Van den Bosch ingin setiap desa menyisihkan sebagian tanahnya untuk ditanam komoditi ekspor ke Eropa (kopi, tebu, dan nila). Penduduk dipaksa untuk menggunakan sebagian tanah garapan (minimal seperlima luas, 20%) dan menyisihkan sebagian hari kerja untuk bekerja bagi pemerintah.

Dengan mengikuti tanam paksa, desa akan mampu melunasi utang pajak tanahnya. Bila pendapatan desa dari penjualan komoditi ekspor itu lebih banyak daripada pajak tanah yang mesti dibayar, desa itu akan menerima kelebihannya. Jika kurang, desa tersebut mesti membayar kekurangan tadi dari sumber-sumber lain.

Sistem tanam paksa diperkenalkan secara perlahan sejak tahun 1830 sampai tahun 1835. Menjelang tahun 1840 sistem ini telah sepenuhnya berjalan di Jawa.

Cultuurstelsel diberlakukan  dengan  tujuan  memperoleh pendapatan sebanyak mungkin dalam waktu relatif singkat. Dengan harapan utang-utang Belanda yang besar dapat diatasi. Berikut ini pokok-pokok  cultuurstelsel.

Pokok-Pokok Sistem Tanam Paksa
1)    Rakyat wajib menyiapkan 1/5 dari lahan garapan untuk ditanami tanaman wajib.
2)    Lahan tanaman wajib bebas pajak, karena hasil yang disetor sebagai pajak.
3)    Setiap kelebihan hasil panen dari jumlah pajak akan dikembalikan.
4)    Tenaga dan waktu  yang diperlukan  untuk  menggarap tanaman wajib, tidak  boleh melebihi waktu yang diperlukan untuk menanam padi.
5)    Rakyat yang tidak  memiliki  tanah wajib bekerja selama 66 hari dalam setahun di perkebunan atau pabrik milik  pemerintah.
6)    Jika terjadi kerusakan atau gagal panen, menjadi tanggung jawab pemerintah.
7)    Pelaksanaan tanam paksa diserahkan sepenuhnya kepada para penguasa pribumi (kepala desa).

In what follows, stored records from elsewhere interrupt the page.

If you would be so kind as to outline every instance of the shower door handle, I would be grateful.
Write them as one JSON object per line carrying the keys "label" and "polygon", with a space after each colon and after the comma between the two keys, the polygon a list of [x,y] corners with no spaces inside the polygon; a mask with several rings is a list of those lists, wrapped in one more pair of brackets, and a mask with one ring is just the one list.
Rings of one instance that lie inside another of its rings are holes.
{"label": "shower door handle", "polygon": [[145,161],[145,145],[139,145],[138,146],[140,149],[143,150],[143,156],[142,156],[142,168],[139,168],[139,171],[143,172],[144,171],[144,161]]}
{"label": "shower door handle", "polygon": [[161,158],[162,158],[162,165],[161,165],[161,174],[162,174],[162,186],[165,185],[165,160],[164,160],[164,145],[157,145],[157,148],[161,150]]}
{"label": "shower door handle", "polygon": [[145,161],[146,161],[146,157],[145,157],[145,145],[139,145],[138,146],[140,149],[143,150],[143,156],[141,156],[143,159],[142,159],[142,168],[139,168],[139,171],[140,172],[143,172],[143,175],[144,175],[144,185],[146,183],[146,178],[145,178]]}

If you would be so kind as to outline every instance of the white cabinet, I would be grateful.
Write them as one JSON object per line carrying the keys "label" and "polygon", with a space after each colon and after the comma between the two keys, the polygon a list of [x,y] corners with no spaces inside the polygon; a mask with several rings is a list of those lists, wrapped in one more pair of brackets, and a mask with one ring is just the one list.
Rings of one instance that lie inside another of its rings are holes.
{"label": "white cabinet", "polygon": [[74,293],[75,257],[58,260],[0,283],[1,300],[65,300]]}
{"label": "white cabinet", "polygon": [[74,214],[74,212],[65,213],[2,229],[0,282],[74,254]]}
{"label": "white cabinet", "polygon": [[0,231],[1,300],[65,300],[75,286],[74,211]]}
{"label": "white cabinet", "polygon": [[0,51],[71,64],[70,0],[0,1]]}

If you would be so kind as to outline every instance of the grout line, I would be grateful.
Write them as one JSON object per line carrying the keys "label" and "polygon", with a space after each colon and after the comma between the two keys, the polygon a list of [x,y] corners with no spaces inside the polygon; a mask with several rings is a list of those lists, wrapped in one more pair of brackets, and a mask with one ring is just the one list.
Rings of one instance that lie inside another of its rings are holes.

Sumber: Pengantar Sejarah Indonesia Baru 1500 - 1900, 1999

Untuk  mengawasi pelaksanaan tanam paksa, Belanda menyandarkan pada sistem tradisional  dan feodal. Para bupati dipekerjakan sebagai mandor/pengawas dalam tanam paksa. Para bupati  sebagai perantara tinggal meneruskan perintah dari pejabat Belanda.

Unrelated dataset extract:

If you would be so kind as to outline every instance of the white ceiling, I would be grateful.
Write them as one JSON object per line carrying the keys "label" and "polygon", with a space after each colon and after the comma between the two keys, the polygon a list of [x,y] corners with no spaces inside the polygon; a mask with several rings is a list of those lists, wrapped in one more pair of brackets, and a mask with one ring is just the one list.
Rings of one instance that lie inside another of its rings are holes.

Kalau melihat pokok-pokok cultuurstelsel dilaksanakan dengan semestinya merupakan aturan yang baik. Namun praktik di lapangan jauh dari pokok-pokok tersebut atau dengan kata lain terjadi penyimpangan.

Penyimpangan ini terjadi karena penguasa lokal, tergiur oleh janji Belanda yang menerapkan sistem cultuur procenten.  Cultuur procenten = prosenan tanaman adalah hadiah dari pemerintah bagi penguasa pribumi / kepala desa yang dapat menyerahkan hasil panen melebihi target dengan tepat waktu.

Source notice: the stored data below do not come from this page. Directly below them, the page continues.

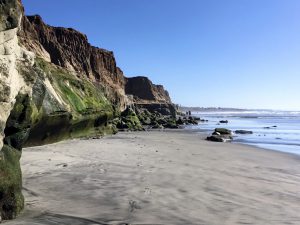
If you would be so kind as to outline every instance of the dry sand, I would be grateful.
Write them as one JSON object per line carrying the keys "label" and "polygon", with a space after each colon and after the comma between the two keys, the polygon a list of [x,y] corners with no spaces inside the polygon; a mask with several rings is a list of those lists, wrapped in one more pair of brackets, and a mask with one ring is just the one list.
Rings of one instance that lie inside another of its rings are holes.
{"label": "dry sand", "polygon": [[196,133],[27,148],[22,168],[26,210],[7,225],[300,224],[297,156]]}

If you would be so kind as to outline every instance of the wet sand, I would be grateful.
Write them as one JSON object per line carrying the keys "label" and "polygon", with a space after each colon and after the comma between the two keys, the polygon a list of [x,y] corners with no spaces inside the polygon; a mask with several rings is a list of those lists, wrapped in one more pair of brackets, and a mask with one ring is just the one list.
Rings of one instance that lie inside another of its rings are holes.
{"label": "wet sand", "polygon": [[26,148],[26,210],[7,225],[300,224],[299,157],[197,133]]}

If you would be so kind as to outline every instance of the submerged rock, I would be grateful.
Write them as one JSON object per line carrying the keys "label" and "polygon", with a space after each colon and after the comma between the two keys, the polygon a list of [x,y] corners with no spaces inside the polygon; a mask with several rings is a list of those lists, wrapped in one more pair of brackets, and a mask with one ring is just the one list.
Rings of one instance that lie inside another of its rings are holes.
{"label": "submerged rock", "polygon": [[271,126],[271,127],[264,127],[264,129],[275,129],[277,126]]}
{"label": "submerged rock", "polygon": [[228,123],[228,120],[220,120],[219,123]]}
{"label": "submerged rock", "polygon": [[253,134],[253,131],[250,130],[236,130],[234,131],[236,134]]}

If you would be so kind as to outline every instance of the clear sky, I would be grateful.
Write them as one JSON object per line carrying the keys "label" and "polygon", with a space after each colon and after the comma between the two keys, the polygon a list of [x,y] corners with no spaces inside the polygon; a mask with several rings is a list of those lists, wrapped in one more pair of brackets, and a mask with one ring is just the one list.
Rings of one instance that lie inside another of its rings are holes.
{"label": "clear sky", "polygon": [[23,0],[187,106],[300,110],[300,0]]}

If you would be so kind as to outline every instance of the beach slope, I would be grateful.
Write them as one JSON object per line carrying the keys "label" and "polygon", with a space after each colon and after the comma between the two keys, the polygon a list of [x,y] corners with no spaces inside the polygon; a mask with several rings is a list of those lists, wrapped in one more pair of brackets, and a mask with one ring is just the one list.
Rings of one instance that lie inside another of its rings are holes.
{"label": "beach slope", "polygon": [[300,224],[297,156],[197,133],[119,133],[24,149],[7,225]]}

Berikut ini penyimpangan-penyimpangan yang terjadi dalam sistem tanam paksa.
1)    Tanah yang harus diserahkan rakyat cenderung melebihi dari ketentuan 1/5.
2)    Tanah yang ditanami tanaman wajib tetap ditarik  pajak
3)    Rakyat yang tidak punya tanah garapan ternyata bekerja di pabrik atau perkebunan lebih dari 66 hari atau 1/5 tahun.
4)    Kelebihan hasil tanam dari  jumlah  pajak ternyata tidak dikembalikan.
5)    Jika terjadi gagal panen ternyata ditanggung  petani.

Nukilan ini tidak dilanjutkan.